Indeed, people who were most at risk of dying “with” – not
“from” – coronavirus were the elderly in nursing homes left to their own
insufficient resources by Lamont, Cuomo and Murphy.
The real; danger for Connecticut lies here: Lamont cannot
jump off the Brooklyn Bridge, along with other destructive governors Cuomo and
Murphy, without taking the entire population of Connecticut with him.
People in Connecticut should ask their practical-minded,
abstemious mothers how they think such suicidal jumps off bridges will work out
for those in Connecticut who plan to mail in their votes early for savior politicians who pretend convincingly to solve problems they are responsible for creating.
Comments
Mr. Pesci:
Keep up the good work of telling it like it is regarding the "rules" of King Edward of Greenwich.
I think we can be assured of two situations after the elections on Nov 3 this year:
The Covid Plague will quickly abate and drop from the daily headlines and
The bill will become due to the taxpayers of CT for the financial disaster resulting
from King Edwards "rules" and the abdication of the CT General Assembly.
A Suffield serf
I'm tired of essentially having a NY Lt. Gov. as our ruler. Awhile back, he was among the 'top' handful of Govs in numbers of Executive Orders issued. Not that our incredibly Far Left legislature (enabled by spineless Republicans) would have been much better, but we've essentially been under a dictatorship for several months. I can't wait to see the tax increases we'll have slammed down our throats to pay for all of this One-Man Rule.

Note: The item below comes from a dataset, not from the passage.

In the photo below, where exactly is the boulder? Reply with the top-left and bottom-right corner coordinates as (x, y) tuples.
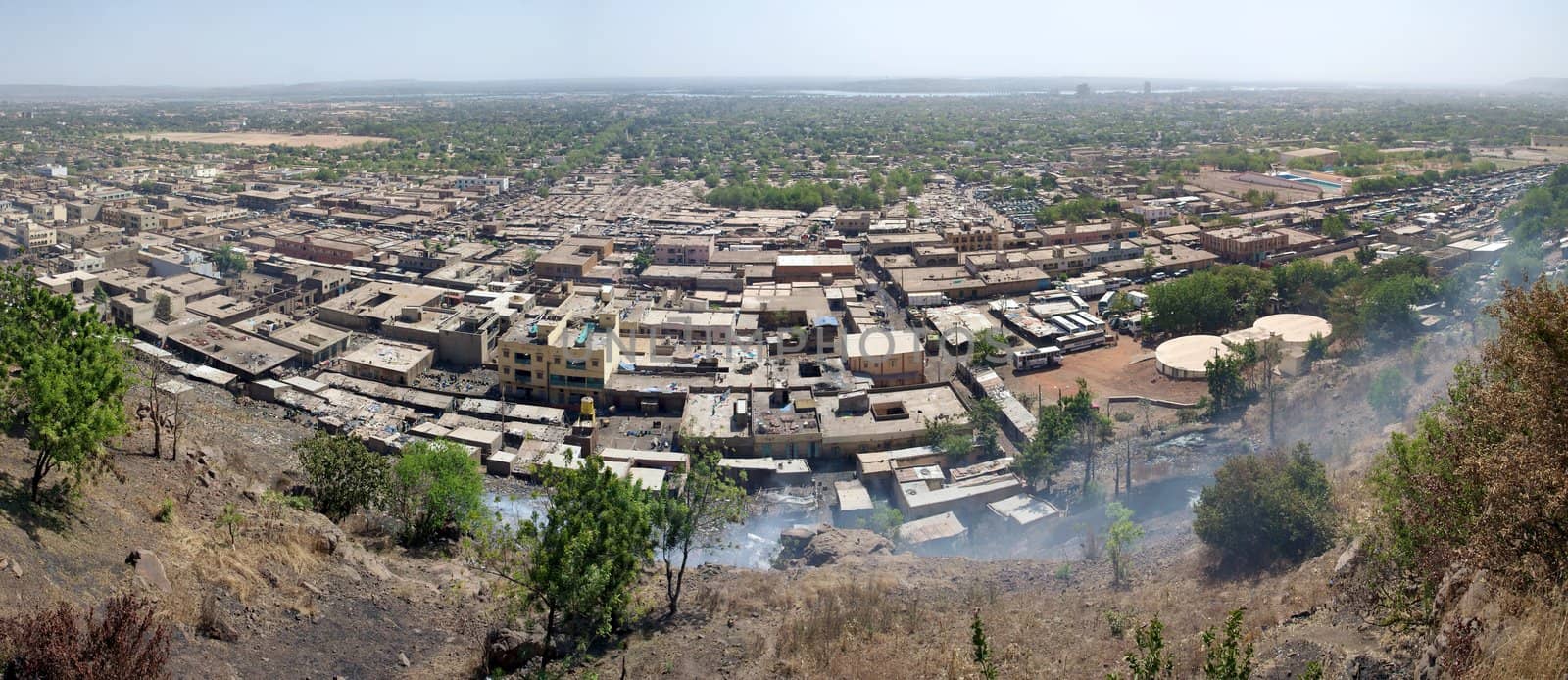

With these new Orders in place, I'm so glad we're spending $1.2 million this Summer to attract tourists.
We seldom see any real reporting about Lamont. The old Wall Street Journal Series "Who is..."
was on the editorial page and asked a lot of basic questions about federal cabinet candidates. To my knowlege there has never been something similar done for Ned. We would hear all the time that "he ran a business", but you never hear about his little cable company. A toy project by a well connected and wealthy Yale grad is not the same as risking it all to start a real business and keep it going.
Ned seems to love the Coronavirus. His eyes light up when discussing case counts. I can see him with a little ledger book at home toting up statistics and planning his next fumbling order.